The big deal this issue is the addition of new Aqualad Jackson Hyde to the book. He's front and centre on the main cover by penciller Khoi Pham and colourist Jim Charalamipidis. He shares the spotlight on Chris Burnham and Nathan Fairbairn's variant with Starfire. And the story officially starts, with the title and credits, when he appears on page 10.
It's what comes before that, though, that had me excited... page after page of the existing Titans members hanging out, swapping banter as a mystery bubbles in the background. There's Beast Boy and Robin exchanging pleasantries...
... the glorious anticipation of Gar's tofu platter...
... and plenty more. The fun continues as an alarm triggered at the San Francisco Titans Tower brings more of a nuisance than a threat, in the shape of a TV interviewer arranged by the limelight-loving Gar.
Writer Ben Percy straddles a line that has the members not breaking the Fourth Wall, but almost in on the joke. It makes for the best this book has been since it kicked off with a League of Assassins story that quickly became tiresome.
As for Jackson, introduced nearly a year ago in the DC Rebirth Special and unseen since then, he has potential; his water control powers and tattoos recall a pre-2011 version of Jackson, with the most obvious difference being newly blonded hair. Where previous Jackson has a girlfriend, this one has a boyfriend, Kenny... but not for long.
Kenny seems rather easily weirded out for a kid living in the DC Universe, which makes for a nice change; some people just want a quiet life and a person who hasn't yet come to terms with his sexuality isn't likely to be comfortable on the verges of the metahuman community. He's run off, but he's likely to live a lot longer. Maybe someone can introduce Jackson to that nice Bunker boy.
The mystery this issue involves people going missing in the waters of San Francisco Bay following a big breakout from a local jail. Events build nicely to a superb cliffhanger splash.

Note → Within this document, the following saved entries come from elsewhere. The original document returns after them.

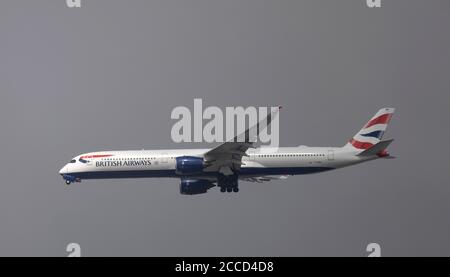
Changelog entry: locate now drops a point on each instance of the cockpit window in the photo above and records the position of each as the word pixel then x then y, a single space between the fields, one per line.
pixel 83 160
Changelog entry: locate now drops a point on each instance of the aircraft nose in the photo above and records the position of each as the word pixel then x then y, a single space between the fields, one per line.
pixel 63 170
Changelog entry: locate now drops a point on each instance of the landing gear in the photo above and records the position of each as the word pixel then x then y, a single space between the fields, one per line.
pixel 228 183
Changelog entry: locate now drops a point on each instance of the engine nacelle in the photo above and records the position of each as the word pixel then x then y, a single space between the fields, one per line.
pixel 191 187
pixel 187 165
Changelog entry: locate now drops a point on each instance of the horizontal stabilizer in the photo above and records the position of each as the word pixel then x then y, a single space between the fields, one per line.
pixel 377 149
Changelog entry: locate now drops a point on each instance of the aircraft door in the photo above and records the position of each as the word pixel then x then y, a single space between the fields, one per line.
pixel 331 155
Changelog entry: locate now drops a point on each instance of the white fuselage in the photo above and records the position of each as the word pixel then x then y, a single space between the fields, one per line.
pixel 162 163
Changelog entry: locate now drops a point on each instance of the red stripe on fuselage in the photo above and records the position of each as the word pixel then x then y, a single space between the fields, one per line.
pixel 382 119
pixel 95 156
pixel 360 144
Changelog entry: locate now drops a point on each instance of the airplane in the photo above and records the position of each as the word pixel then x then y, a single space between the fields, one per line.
pixel 235 160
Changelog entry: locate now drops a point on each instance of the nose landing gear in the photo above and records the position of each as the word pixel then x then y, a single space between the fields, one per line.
pixel 228 183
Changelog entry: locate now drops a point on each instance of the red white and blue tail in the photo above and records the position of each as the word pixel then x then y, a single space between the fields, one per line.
pixel 372 132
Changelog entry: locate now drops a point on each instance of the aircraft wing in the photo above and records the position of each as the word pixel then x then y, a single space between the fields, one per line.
pixel 227 157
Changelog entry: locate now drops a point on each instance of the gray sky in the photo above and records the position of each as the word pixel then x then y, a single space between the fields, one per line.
pixel 107 76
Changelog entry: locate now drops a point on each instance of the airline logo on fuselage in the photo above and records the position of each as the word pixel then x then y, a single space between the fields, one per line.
pixel 115 163
pixel 123 163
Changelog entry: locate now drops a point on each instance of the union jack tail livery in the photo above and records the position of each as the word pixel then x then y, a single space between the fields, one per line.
pixel 372 133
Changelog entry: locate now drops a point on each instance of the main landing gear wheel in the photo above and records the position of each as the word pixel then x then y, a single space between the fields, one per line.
pixel 228 183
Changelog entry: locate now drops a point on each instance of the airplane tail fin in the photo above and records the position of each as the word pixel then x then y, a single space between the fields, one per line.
pixel 372 133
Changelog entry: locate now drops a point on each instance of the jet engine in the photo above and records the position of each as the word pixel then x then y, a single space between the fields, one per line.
pixel 187 165
pixel 194 186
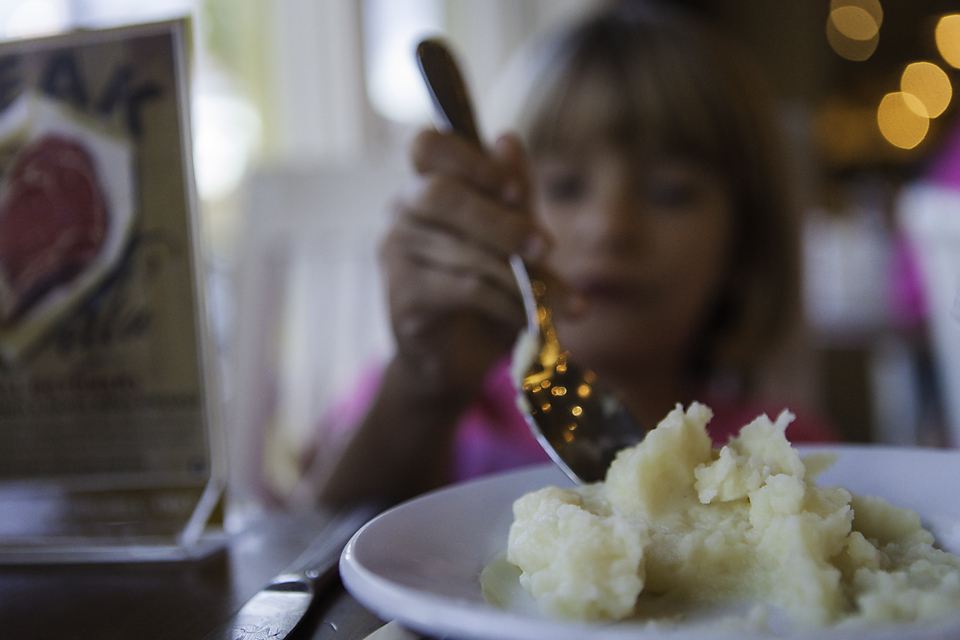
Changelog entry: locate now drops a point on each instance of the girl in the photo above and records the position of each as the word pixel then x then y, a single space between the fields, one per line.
pixel 646 179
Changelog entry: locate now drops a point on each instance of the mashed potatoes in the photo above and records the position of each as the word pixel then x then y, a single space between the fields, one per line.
pixel 678 524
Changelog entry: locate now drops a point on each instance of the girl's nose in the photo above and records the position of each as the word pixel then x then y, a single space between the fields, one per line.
pixel 619 212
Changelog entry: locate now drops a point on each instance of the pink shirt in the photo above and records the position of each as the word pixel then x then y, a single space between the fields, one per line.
pixel 493 436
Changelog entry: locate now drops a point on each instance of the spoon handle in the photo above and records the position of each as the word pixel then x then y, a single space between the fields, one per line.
pixel 447 88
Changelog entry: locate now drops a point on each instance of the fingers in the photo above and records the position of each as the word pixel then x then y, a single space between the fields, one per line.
pixel 431 272
pixel 433 152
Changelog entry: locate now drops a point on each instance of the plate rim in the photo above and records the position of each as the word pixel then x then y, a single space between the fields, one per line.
pixel 448 616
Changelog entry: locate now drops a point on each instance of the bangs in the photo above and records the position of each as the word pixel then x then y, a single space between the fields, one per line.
pixel 646 93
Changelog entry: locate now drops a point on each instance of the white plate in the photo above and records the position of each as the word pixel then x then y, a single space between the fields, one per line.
pixel 419 563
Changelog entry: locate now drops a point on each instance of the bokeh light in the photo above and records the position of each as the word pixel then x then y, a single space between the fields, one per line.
pixel 948 39
pixel 930 85
pixel 854 23
pixel 853 28
pixel 900 120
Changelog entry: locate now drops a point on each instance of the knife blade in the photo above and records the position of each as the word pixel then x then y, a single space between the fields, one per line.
pixel 278 608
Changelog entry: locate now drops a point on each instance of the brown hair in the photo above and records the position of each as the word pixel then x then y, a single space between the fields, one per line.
pixel 674 85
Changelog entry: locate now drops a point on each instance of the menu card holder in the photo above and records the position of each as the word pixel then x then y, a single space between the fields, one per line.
pixel 110 444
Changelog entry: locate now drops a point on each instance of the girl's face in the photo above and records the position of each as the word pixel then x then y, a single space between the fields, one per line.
pixel 647 242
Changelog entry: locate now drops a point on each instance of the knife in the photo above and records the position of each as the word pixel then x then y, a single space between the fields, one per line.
pixel 277 609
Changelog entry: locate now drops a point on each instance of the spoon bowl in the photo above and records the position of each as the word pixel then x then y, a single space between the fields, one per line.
pixel 578 424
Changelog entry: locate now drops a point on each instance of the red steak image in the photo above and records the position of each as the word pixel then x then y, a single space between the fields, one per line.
pixel 53 221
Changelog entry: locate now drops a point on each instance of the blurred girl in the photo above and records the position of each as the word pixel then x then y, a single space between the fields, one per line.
pixel 646 179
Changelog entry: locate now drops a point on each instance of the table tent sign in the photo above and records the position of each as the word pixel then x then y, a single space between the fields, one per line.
pixel 110 448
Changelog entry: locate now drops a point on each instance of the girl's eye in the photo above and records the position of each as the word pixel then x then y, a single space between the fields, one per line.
pixel 672 194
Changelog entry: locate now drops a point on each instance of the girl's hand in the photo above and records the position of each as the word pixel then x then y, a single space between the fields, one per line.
pixel 454 304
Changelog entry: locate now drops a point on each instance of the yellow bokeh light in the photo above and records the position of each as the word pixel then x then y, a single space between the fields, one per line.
pixel 872 7
pixel 854 23
pixel 930 85
pixel 845 47
pixel 948 39
pixel 900 121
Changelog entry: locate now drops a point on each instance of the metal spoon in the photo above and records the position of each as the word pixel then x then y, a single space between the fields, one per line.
pixel 580 426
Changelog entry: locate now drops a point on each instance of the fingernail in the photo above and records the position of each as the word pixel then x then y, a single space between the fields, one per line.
pixel 512 193
pixel 535 248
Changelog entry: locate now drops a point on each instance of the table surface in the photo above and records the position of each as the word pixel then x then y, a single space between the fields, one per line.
pixel 182 600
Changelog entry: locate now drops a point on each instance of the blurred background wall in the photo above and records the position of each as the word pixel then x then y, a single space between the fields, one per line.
pixel 302 110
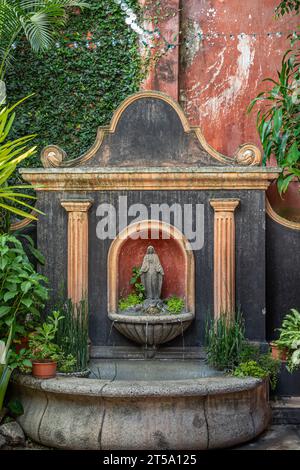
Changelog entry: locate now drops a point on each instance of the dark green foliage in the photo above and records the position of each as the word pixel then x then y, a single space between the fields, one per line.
pixel 224 341
pixel 76 89
pixel 278 123
pixel 135 281
pixel 22 289
pixel 72 336
pixel 130 301
pixel 175 304
pixel 278 120
pixel 255 364
pixel 288 6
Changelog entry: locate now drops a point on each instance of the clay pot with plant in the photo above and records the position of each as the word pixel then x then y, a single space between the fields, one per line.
pixel 289 339
pixel 44 352
pixel 278 352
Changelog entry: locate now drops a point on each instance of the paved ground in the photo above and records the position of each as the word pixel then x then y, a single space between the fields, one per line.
pixel 277 437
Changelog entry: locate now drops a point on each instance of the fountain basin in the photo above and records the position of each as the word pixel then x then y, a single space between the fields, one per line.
pixel 151 330
pixel 189 411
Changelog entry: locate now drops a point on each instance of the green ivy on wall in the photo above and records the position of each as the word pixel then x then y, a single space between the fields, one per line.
pixel 94 65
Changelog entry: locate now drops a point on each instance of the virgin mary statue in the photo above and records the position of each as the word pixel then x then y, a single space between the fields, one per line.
pixel 152 274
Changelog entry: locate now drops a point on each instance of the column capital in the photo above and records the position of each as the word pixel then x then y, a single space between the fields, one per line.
pixel 224 205
pixel 76 205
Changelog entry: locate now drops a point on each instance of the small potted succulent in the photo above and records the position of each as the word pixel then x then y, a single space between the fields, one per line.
pixel 289 339
pixel 278 351
pixel 44 352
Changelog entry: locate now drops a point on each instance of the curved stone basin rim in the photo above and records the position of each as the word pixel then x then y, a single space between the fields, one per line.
pixel 172 318
pixel 88 414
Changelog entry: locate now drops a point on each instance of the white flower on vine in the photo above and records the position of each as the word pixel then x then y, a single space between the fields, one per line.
pixel 296 357
pixel 295 344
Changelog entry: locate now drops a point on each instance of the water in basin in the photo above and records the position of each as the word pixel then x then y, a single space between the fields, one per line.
pixel 155 370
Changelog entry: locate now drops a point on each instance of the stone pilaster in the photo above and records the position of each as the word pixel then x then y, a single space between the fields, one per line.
pixel 224 256
pixel 77 210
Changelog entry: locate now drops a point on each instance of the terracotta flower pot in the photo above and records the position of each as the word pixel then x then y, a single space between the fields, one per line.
pixel 278 353
pixel 22 345
pixel 44 369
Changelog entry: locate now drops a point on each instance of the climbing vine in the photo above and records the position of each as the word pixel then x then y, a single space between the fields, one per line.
pixel 94 65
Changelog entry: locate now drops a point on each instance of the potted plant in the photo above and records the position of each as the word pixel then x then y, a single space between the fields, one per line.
pixel 22 290
pixel 289 339
pixel 45 353
pixel 278 351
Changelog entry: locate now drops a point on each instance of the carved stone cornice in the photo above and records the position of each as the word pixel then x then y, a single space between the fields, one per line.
pixel 105 179
pixel 247 154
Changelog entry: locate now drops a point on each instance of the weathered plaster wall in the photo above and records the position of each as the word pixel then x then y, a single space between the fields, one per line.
pixel 226 49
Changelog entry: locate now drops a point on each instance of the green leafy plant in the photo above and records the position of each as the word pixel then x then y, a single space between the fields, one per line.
pixel 290 338
pixel 72 336
pixel 22 289
pixel 264 367
pixel 42 341
pixel 37 20
pixel 93 66
pixel 175 304
pixel 135 281
pixel 5 368
pixel 130 301
pixel 67 363
pixel 288 6
pixel 278 120
pixel 225 339
pixel 12 152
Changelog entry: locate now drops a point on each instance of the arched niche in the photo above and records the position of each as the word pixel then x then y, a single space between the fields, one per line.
pixel 173 249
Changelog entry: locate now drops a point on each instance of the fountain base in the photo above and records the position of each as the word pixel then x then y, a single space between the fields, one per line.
pixel 143 405
pixel 151 330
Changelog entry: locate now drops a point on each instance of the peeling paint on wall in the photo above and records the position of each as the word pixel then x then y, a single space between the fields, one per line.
pixel 192 34
pixel 234 84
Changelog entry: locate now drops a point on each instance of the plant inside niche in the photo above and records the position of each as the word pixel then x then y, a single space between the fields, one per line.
pixel 173 305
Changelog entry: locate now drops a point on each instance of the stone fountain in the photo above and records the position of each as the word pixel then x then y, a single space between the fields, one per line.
pixel 150 323
pixel 150 154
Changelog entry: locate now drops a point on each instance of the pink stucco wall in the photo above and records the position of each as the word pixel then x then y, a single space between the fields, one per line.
pixel 227 48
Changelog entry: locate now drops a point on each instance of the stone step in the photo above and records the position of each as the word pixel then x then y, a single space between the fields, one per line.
pixel 286 410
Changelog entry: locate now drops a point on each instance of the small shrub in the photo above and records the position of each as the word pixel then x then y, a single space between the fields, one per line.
pixel 72 336
pixel 67 363
pixel 264 367
pixel 22 289
pixel 130 301
pixel 290 339
pixel 175 304
pixel 225 340
pixel 135 281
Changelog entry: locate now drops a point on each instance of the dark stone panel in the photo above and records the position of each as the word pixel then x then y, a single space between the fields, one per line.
pixel 150 133
pixel 250 250
pixel 288 384
pixel 250 263
pixel 282 273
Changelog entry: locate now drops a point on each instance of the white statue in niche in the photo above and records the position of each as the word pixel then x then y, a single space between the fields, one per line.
pixel 152 274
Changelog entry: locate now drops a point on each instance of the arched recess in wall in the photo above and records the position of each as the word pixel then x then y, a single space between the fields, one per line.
pixel 173 240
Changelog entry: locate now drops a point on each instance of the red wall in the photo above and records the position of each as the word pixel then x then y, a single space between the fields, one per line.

Percy and Pham make a terrific team, with Pham nailing the comedy beats as accurately as the drama, whether it's the scary moments or the quieter concerns Jackson's mother has for her son. Veteran inker Wade Von Grawbadger keeps things looking sharp while the colours or Charalampidis are neither too bright nor too dull - on the porridge scale they're just right.
One of many great images homages George Perez's New Teen Titans #1 cover, and that feels appropriate as, six issues in, The Rise of Aqualad feels like a great new beginning for this series.